Vous pensiez que ça pourrait être pire ? C’est parce que je ne vous ai pas parlé du plus gros défaut du jeu, une des choses qui donne un coup de fouet à la difficulté : La hitbox de merde !! Et oui, car la Hitbox d’Astérix est bipolaire. Des fois vous allez sauter juste avant le saut, des fois Astérix va tomber comme une crotte juste avant de pouvoir sauter. Des fois vous allez taper un romain sans soucis, des fois il vous en mettra une avant de voler dans les airs. Et comme les séquences de plateformes serrées (des fois avec des ennemis sur les plateformes) sont légions dans cette aventure (Surtout en Helvétie et à Rome sur le dernier niveau), vous allez passer du temps à insulter Astérix autant que j’insulte un escargot aux raisins quand je dois enlever les raisins secs un par un !! Comment ça, je suis malade ??…

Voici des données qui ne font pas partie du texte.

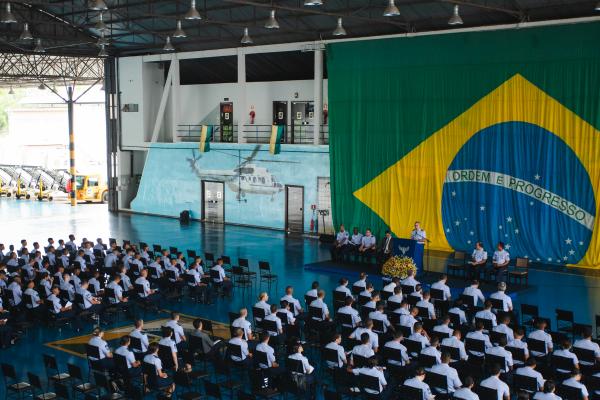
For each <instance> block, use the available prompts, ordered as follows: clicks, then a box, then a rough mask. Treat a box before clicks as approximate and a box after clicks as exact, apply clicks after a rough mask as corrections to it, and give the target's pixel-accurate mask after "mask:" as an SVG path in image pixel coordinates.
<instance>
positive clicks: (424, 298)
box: [416, 292, 435, 319]
mask: <svg viewBox="0 0 600 400" xmlns="http://www.w3.org/2000/svg"><path fill="white" fill-rule="evenodd" d="M430 299H431V294H429V292H423V299H422V300H420V301H418V302H417V304H416V305H417V307H422V308H426V309H427V312H428V315H427V316H425V315H422V316H421V317H422V318H429V319H435V307H433V304H432V303H431V302H430V301H429V300H430Z"/></svg>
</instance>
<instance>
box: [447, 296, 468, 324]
mask: <svg viewBox="0 0 600 400" xmlns="http://www.w3.org/2000/svg"><path fill="white" fill-rule="evenodd" d="M448 314H456V315H458V319H459V322H460V325H466V324H467V315H466V314H465V311H464V310H463V301H462V299H456V301H454V305H453V307H452V308H451V309H449V310H448ZM452 327H453V328H454V329H456V328H458V326H452Z"/></svg>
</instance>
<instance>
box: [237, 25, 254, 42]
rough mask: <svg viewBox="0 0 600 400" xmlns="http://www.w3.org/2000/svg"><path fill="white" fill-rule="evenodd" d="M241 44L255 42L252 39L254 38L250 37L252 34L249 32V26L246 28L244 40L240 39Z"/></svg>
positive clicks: (243, 38) (244, 34) (244, 36)
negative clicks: (248, 32)
mask: <svg viewBox="0 0 600 400" xmlns="http://www.w3.org/2000/svg"><path fill="white" fill-rule="evenodd" d="M240 43H241V44H252V43H254V40H252V38H251V37H250V34H249V33H248V28H244V36H242V40H240Z"/></svg>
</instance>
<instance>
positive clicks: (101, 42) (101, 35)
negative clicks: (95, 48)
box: [96, 31, 109, 47]
mask: <svg viewBox="0 0 600 400" xmlns="http://www.w3.org/2000/svg"><path fill="white" fill-rule="evenodd" d="M104 32H105V31H100V37H99V38H98V41H97V42H96V46H98V47H100V46H102V45H104V46H108V43H109V40H108V39H107V38H106V37H105V33H104Z"/></svg>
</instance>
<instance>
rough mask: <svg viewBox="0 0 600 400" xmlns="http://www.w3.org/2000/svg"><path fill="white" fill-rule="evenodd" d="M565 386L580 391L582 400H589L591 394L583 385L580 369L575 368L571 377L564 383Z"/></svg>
mask: <svg viewBox="0 0 600 400" xmlns="http://www.w3.org/2000/svg"><path fill="white" fill-rule="evenodd" d="M563 385H566V386H571V387H574V388H577V389H579V390H580V391H581V400H588V397H589V395H590V394H589V392H588V390H587V388H586V387H585V385H584V384H582V383H581V371H579V369H578V368H574V369H573V370H572V371H571V377H570V378H569V379H566V380H565V381H563ZM568 400H571V399H568Z"/></svg>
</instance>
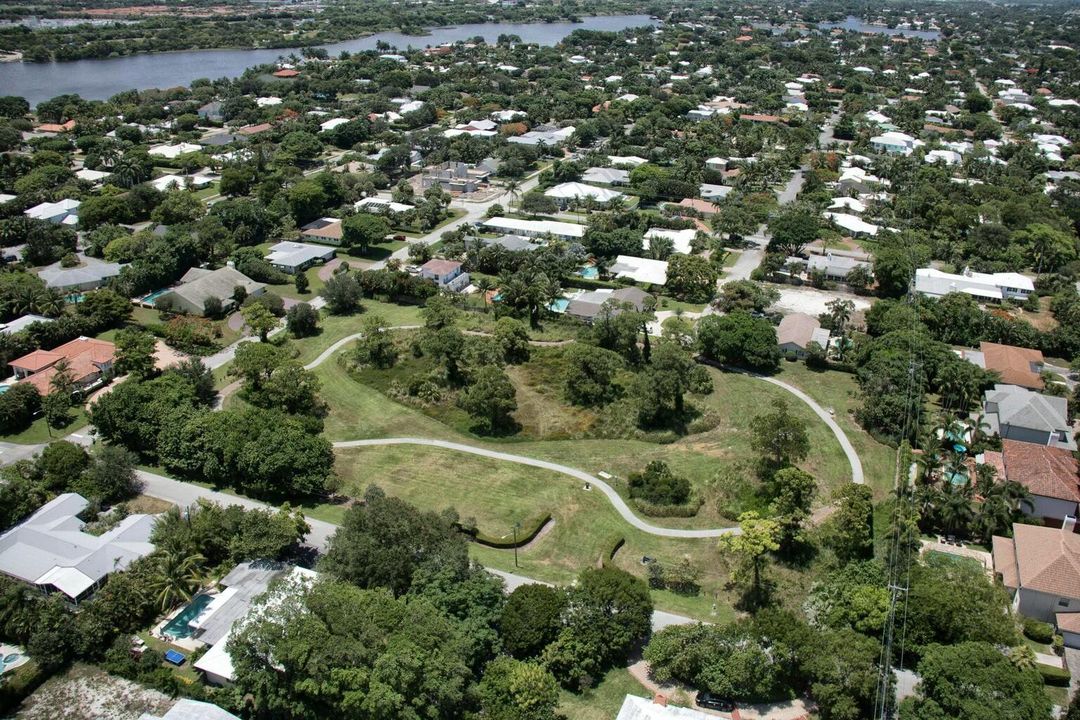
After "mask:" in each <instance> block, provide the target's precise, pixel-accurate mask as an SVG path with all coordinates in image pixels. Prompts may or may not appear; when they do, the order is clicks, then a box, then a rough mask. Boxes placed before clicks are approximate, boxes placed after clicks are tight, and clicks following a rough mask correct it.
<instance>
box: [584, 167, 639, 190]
mask: <svg viewBox="0 0 1080 720" xmlns="http://www.w3.org/2000/svg"><path fill="white" fill-rule="evenodd" d="M581 179H582V181H584V182H592V184H594V185H611V186H619V185H630V171H626V169H620V168H618V167H590V168H589V169H586V171H585V172H584V173H582V175H581Z"/></svg>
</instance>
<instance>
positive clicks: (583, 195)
mask: <svg viewBox="0 0 1080 720" xmlns="http://www.w3.org/2000/svg"><path fill="white" fill-rule="evenodd" d="M543 194H544V195H546V196H548V198H554V199H555V200H556V201H558V203H559V205H563V206H566V205H568V204H569V203H571V202H573V203H580V202H583V201H584V200H585V199H586V198H591V199H592V200H593V201H594V202H597V203H600V204H607V203H610V202H611V201H613V200H618V199H620V198H623V194H622V193H621V192H618V191H616V190H611V189H609V188H597V187H596V186H592V185H585V184H584V182H563V184H561V185H556V186H555V187H553V188H550V189H549V190H546V191H545V192H544V193H543Z"/></svg>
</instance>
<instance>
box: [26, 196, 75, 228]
mask: <svg viewBox="0 0 1080 720" xmlns="http://www.w3.org/2000/svg"><path fill="white" fill-rule="evenodd" d="M23 215H25V216H26V217H28V218H33V219H35V220H45V221H48V222H53V223H56V225H78V223H79V201H78V200H71V199H68V198H65V199H64V200H58V201H56V202H55V203H41V204H40V205H35V206H33V207H30V208H28V209H26V210H23Z"/></svg>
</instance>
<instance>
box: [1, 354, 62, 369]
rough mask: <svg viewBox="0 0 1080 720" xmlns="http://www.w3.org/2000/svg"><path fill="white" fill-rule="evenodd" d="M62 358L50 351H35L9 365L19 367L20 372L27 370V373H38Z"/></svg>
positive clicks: (12, 361)
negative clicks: (39, 371)
mask: <svg viewBox="0 0 1080 720" xmlns="http://www.w3.org/2000/svg"><path fill="white" fill-rule="evenodd" d="M60 357H63V355H57V354H56V353H53V352H49V351H48V350H35V351H33V352H32V353H29V354H27V355H23V356H22V357H19V358H17V359H13V361H12V362H11V363H9V365H11V366H12V367H17V368H18V369H19V370H26V371H27V372H38V371H40V370H43V369H44V368H46V367H49V366H50V365H52V364H53V363H55V362H57V361H59V359H60Z"/></svg>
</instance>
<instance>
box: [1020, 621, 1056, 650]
mask: <svg viewBox="0 0 1080 720" xmlns="http://www.w3.org/2000/svg"><path fill="white" fill-rule="evenodd" d="M1024 637H1026V638H1028V639H1029V640H1034V641H1036V642H1041V643H1043V644H1050V643H1051V642H1053V641H1054V626H1053V625H1051V624H1050V623H1043V622H1041V621H1038V620H1035V619H1034V617H1025V619H1024Z"/></svg>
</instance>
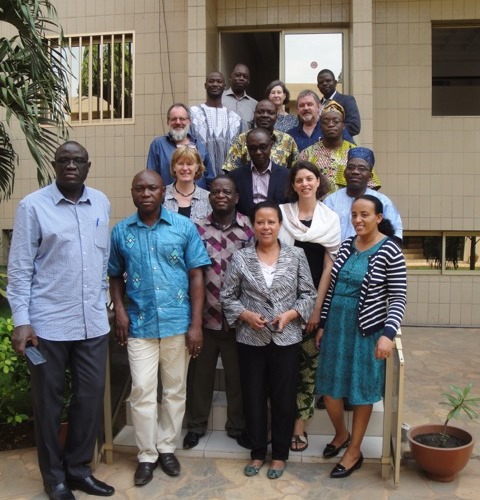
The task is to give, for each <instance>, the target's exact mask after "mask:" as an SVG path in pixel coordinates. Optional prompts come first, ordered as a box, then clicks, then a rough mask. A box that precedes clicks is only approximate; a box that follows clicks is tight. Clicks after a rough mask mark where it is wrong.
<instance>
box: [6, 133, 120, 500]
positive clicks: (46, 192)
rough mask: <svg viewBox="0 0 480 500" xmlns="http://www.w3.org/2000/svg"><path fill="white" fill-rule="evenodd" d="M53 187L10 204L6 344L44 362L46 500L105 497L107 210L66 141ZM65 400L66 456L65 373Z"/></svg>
mask: <svg viewBox="0 0 480 500" xmlns="http://www.w3.org/2000/svg"><path fill="white" fill-rule="evenodd" d="M52 165H53V167H54V169H55V173H56V181H55V182H53V183H52V184H50V185H49V186H47V187H44V188H43V189H40V190H38V191H35V192H34V193H32V194H30V195H28V196H27V197H26V198H24V199H23V200H22V201H21V202H20V203H19V205H18V208H17V214H16V218H15V226H14V229H13V238H12V245H11V249H10V256H9V263H8V289H7V291H8V300H9V302H10V307H11V309H12V314H13V320H14V324H15V330H14V333H13V338H12V344H13V347H14V349H15V351H16V352H17V353H19V354H25V348H26V347H28V346H29V345H32V346H36V347H37V348H38V350H39V351H40V353H41V354H42V355H43V357H44V358H45V360H46V361H45V362H43V363H42V364H37V365H34V364H33V363H32V362H29V369H30V373H31V385H32V399H33V411H34V417H35V435H36V445H37V453H38V462H39V466H40V472H41V474H42V479H43V485H44V489H45V492H46V493H47V495H48V497H49V498H50V499H52V500H72V499H74V498H75V497H74V495H73V493H72V490H75V489H77V490H81V491H84V492H86V493H88V494H89V495H99V496H111V495H113V494H114V493H115V490H114V489H113V488H112V487H111V486H109V485H107V484H105V483H103V482H101V481H99V480H98V479H96V478H95V477H93V476H92V471H91V468H90V466H89V462H90V461H91V459H92V457H93V452H94V448H95V441H96V439H97V436H98V430H99V426H100V422H101V417H102V412H103V393H104V386H105V367H106V356H107V346H108V336H107V334H108V332H109V330H110V327H109V324H108V318H107V308H106V302H107V297H106V294H107V279H106V278H107V265H108V254H109V249H110V245H109V237H108V232H109V226H108V222H109V215H110V203H109V201H108V199H107V197H106V196H105V195H104V194H103V193H101V192H100V191H97V190H96V189H92V188H89V187H87V186H85V184H84V182H85V179H86V178H87V175H88V172H89V169H90V161H89V159H88V153H87V151H86V149H85V148H84V147H83V146H81V145H80V144H78V143H77V142H73V141H70V142H66V143H65V144H63V145H62V146H60V147H59V148H58V149H57V151H56V153H55V160H54V161H53V162H52ZM67 368H70V371H71V375H72V381H73V397H72V402H71V405H70V408H69V415H68V423H69V425H68V436H67V441H66V445H65V449H64V450H61V448H60V442H59V436H58V431H59V425H60V413H61V411H62V407H63V393H64V389H65V370H66V369H67Z"/></svg>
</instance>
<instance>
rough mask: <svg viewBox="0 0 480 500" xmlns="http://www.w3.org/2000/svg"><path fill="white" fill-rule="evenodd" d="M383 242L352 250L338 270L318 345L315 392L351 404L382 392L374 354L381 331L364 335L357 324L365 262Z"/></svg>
mask: <svg viewBox="0 0 480 500" xmlns="http://www.w3.org/2000/svg"><path fill="white" fill-rule="evenodd" d="M383 242H384V240H381V241H380V242H379V243H377V244H376V245H374V246H373V247H372V248H369V249H368V250H365V251H364V252H358V251H356V252H354V253H353V254H352V255H351V257H350V258H349V259H348V260H347V261H346V262H345V265H344V266H343V268H342V269H341V270H340V273H339V275H338V280H337V284H336V287H335V292H334V295H333V299H332V304H331V306H330V311H329V313H328V317H327V322H326V324H325V332H324V335H323V338H322V341H321V344H320V356H319V368H318V371H317V383H316V392H317V394H325V395H328V396H331V397H332V398H335V399H338V398H342V397H347V398H348V400H349V402H350V403H351V404H353V405H365V404H373V403H376V402H377V401H380V400H381V399H382V397H383V392H384V384H385V361H384V360H378V359H376V358H375V355H374V354H375V346H376V344H377V341H378V339H379V337H380V336H381V335H382V331H383V330H380V331H379V332H376V333H374V334H373V335H369V336H366V337H363V336H362V335H361V333H360V331H359V329H358V324H357V311H358V302H359V298H360V290H361V286H362V282H363V279H364V277H365V274H366V272H367V268H368V261H369V259H370V257H371V256H372V255H373V254H374V253H375V252H377V250H378V249H379V248H380V247H381V246H382V243H383Z"/></svg>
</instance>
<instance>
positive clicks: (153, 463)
mask: <svg viewBox="0 0 480 500" xmlns="http://www.w3.org/2000/svg"><path fill="white" fill-rule="evenodd" d="M157 465H158V463H157V462H153V463H152V462H140V463H139V464H138V466H137V470H136V471H135V475H134V476H133V480H134V482H135V486H143V485H144V484H147V483H149V482H150V481H151V480H152V478H153V471H154V470H155V469H156V468H157Z"/></svg>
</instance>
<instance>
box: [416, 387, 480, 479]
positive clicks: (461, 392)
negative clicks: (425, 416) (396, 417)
mask: <svg viewBox="0 0 480 500" xmlns="http://www.w3.org/2000/svg"><path fill="white" fill-rule="evenodd" d="M450 389H451V390H452V391H453V393H451V394H449V393H443V396H445V397H446V398H447V401H442V402H441V403H440V404H445V405H449V406H450V407H451V410H450V411H449V413H448V415H447V419H446V420H445V423H444V424H443V425H442V424H425V425H418V426H416V427H412V428H411V429H410V430H409V431H408V433H407V439H408V442H409V443H410V449H411V451H412V455H413V458H414V459H415V461H416V462H417V465H418V466H419V467H420V468H422V469H423V470H424V471H425V472H426V474H427V476H428V477H430V478H431V479H433V480H435V481H442V482H449V481H453V480H454V479H455V476H456V474H457V473H458V472H460V471H461V470H462V469H463V468H464V467H465V465H467V462H468V459H469V458H470V456H471V454H472V450H473V446H474V444H475V441H474V439H473V436H472V435H471V434H470V433H469V432H467V431H465V430H463V429H460V428H458V427H453V426H449V425H448V422H449V421H450V420H451V419H452V418H456V417H458V416H459V415H460V414H461V413H462V412H463V413H465V414H466V415H467V416H468V417H469V418H470V419H473V418H477V417H478V414H477V412H476V411H475V410H474V408H473V407H474V406H478V404H479V401H480V398H478V397H472V396H471V395H470V391H471V389H472V384H468V385H467V386H466V387H465V388H464V389H460V388H459V387H456V386H454V385H452V386H450Z"/></svg>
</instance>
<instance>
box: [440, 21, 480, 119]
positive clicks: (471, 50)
mask: <svg viewBox="0 0 480 500" xmlns="http://www.w3.org/2000/svg"><path fill="white" fill-rule="evenodd" d="M432 115H434V116H468V115H474V116H480V25H479V26H471V25H470V26H457V27H452V26H443V25H437V26H435V25H433V26H432Z"/></svg>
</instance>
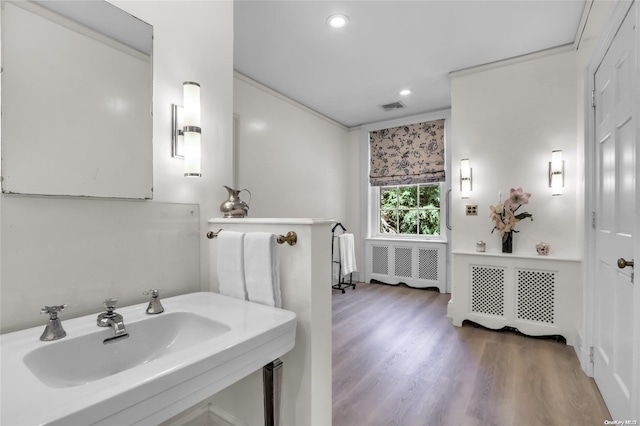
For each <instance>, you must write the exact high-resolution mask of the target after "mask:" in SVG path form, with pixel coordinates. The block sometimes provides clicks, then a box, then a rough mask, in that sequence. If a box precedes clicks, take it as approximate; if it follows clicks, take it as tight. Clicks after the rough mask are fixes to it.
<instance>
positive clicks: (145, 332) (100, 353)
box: [24, 312, 231, 388]
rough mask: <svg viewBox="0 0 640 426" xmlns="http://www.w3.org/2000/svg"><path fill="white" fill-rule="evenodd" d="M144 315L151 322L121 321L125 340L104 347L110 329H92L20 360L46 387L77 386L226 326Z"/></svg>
mask: <svg viewBox="0 0 640 426" xmlns="http://www.w3.org/2000/svg"><path fill="white" fill-rule="evenodd" d="M149 319H150V320H152V321H138V322H134V323H130V324H129V323H127V322H125V326H126V328H127V331H128V332H129V337H128V338H127V339H122V340H116V341H114V342H113V343H110V344H108V345H105V344H103V340H104V339H105V334H108V335H111V334H113V330H111V329H110V328H108V329H99V328H98V327H96V330H95V332H94V333H90V334H85V335H81V336H78V337H70V338H68V339H63V340H61V341H60V342H59V343H58V344H56V345H45V346H41V347H39V348H37V349H35V350H33V351H31V352H29V353H28V354H27V355H26V356H25V357H24V363H25V364H26V365H27V367H29V369H30V370H31V371H32V372H33V374H35V375H36V376H37V377H38V379H40V380H41V381H42V382H43V383H44V384H46V385H48V386H51V387H54V388H61V387H68V386H78V385H83V384H86V383H89V382H93V381H94V380H99V379H102V378H104V377H107V376H111V375H113V374H117V373H120V372H121V371H125V370H128V369H130V368H134V367H135V366H137V365H140V364H144V363H145V362H150V361H153V360H154V359H158V358H162V357H163V356H166V355H169V354H172V353H175V352H178V351H183V350H188V349H189V348H192V347H193V346H194V345H197V344H200V343H202V342H204V341H207V340H209V339H214V338H216V337H218V336H220V335H221V334H224V333H226V332H228V331H229V330H231V329H230V328H229V327H228V326H226V325H224V324H221V323H219V322H217V321H213V320H211V319H209V318H205V317H203V316H200V315H196V314H192V313H189V312H171V313H167V314H165V315H159V316H157V318H149ZM78 354H82V356H77V355H78Z"/></svg>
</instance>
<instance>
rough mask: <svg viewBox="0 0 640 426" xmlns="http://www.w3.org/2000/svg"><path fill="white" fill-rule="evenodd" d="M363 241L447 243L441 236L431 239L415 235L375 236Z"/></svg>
mask: <svg viewBox="0 0 640 426" xmlns="http://www.w3.org/2000/svg"><path fill="white" fill-rule="evenodd" d="M365 240H367V241H397V242H405V241H410V242H414V243H433V244H447V242H448V241H447V239H446V238H445V237H444V236H442V235H441V236H439V237H431V238H425V237H421V236H415V235H406V236H402V235H393V236H386V235H376V236H374V237H369V238H365Z"/></svg>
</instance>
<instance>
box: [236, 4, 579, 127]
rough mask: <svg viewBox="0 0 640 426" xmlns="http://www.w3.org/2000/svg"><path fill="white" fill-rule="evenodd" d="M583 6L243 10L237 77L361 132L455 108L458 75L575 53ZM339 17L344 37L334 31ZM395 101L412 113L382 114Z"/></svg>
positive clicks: (384, 5) (463, 5)
mask: <svg viewBox="0 0 640 426" xmlns="http://www.w3.org/2000/svg"><path fill="white" fill-rule="evenodd" d="M585 4H586V2H585V0H550V1H545V0H533V1H524V0H501V1H489V0H471V1H460V0H448V1H443V0H440V1H436V0H422V1H415V0H414V1H392V0H389V1H366V0H365V1H363V0H360V1H302V0H298V1H272V0H262V1H248V0H236V1H235V2H234V68H235V70H236V71H237V72H239V73H241V74H243V75H245V76H247V77H249V78H251V79H253V80H256V81H258V82H260V83H262V84H263V85H265V86H267V87H269V88H271V89H273V90H275V91H276V92H279V93H281V94H283V95H285V96H287V97H289V98H291V99H293V100H295V101H297V102H299V103H301V104H303V105H305V106H307V107H309V108H311V109H313V110H315V111H317V112H319V113H320V114H322V115H324V116H326V117H329V118H331V119H333V120H335V121H337V122H339V123H341V124H343V125H344V126H346V127H357V126H359V125H361V124H366V123H374V122H378V121H384V120H389V119H394V118H399V117H404V116H410V115H416V114H420V113H425V112H431V111H437V110H441V109H446V108H449V107H450V105H451V96H450V91H451V87H450V82H449V75H448V74H449V73H450V72H451V71H456V70H460V69H465V68H470V67H474V66H477V65H482V64H487V63H491V62H495V61H499V60H502V59H507V58H512V57H516V56H520V55H524V54H527V53H531V52H537V51H540V50H544V49H549V48H553V47H557V46H561V45H565V44H569V43H573V42H574V40H575V39H576V33H577V31H578V28H579V27H580V22H581V18H582V13H583V9H584V7H585ZM336 13H340V14H344V15H347V16H348V18H349V23H348V25H347V26H346V27H344V28H341V29H333V28H331V27H329V26H328V25H327V18H328V17H329V16H330V15H332V14H336ZM401 89H410V90H411V91H412V93H411V94H410V95H408V96H401V95H400V94H399V91H400V90H401ZM397 101H400V102H402V103H403V104H404V105H405V108H403V109H398V110H393V111H389V112H387V111H384V110H383V109H382V108H381V105H383V104H389V103H393V102H397Z"/></svg>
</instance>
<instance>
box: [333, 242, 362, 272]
mask: <svg viewBox="0 0 640 426" xmlns="http://www.w3.org/2000/svg"><path fill="white" fill-rule="evenodd" d="M338 243H339V245H340V263H341V264H342V275H343V276H344V275H347V274H350V273H351V272H356V271H357V270H358V269H357V267H356V251H355V245H354V242H353V234H347V233H344V234H340V235H338Z"/></svg>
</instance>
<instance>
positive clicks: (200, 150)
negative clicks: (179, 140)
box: [182, 81, 202, 177]
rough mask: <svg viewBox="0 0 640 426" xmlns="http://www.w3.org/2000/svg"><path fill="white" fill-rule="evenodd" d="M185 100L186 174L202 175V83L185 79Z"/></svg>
mask: <svg viewBox="0 0 640 426" xmlns="http://www.w3.org/2000/svg"><path fill="white" fill-rule="evenodd" d="M182 88H183V100H184V116H183V120H184V175H185V176H186V177H200V176H202V173H201V146H200V145H201V129H200V85H199V84H198V83H194V82H192V81H185V82H184V83H183V85H182Z"/></svg>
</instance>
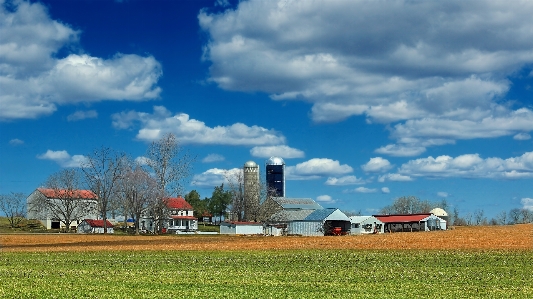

Bon, vous allez finir par penser que le jeu est foiré avec mon plan tout pourri, mais je vous le dis chers lecteurs : JOUEZ A CE JEU !! C’est une pépite de la Game Boy, avec ces musiques entraînantes, ces mécaniques bien rôdées, ses graphismes justes parfaits et sa durée de vie très adaptée au format portable bien qu’un peu courte. Allez secourir ce tartuffe d’Obélix qui s’est fait Obélix-nappé et revenez m’en dire des nouvelles. Une chose dont je suis sûr, vous ne serez assurément pas déçu, bien au contraire, vous aurez (re)découvert un classique de la brique mythique de Nintendo.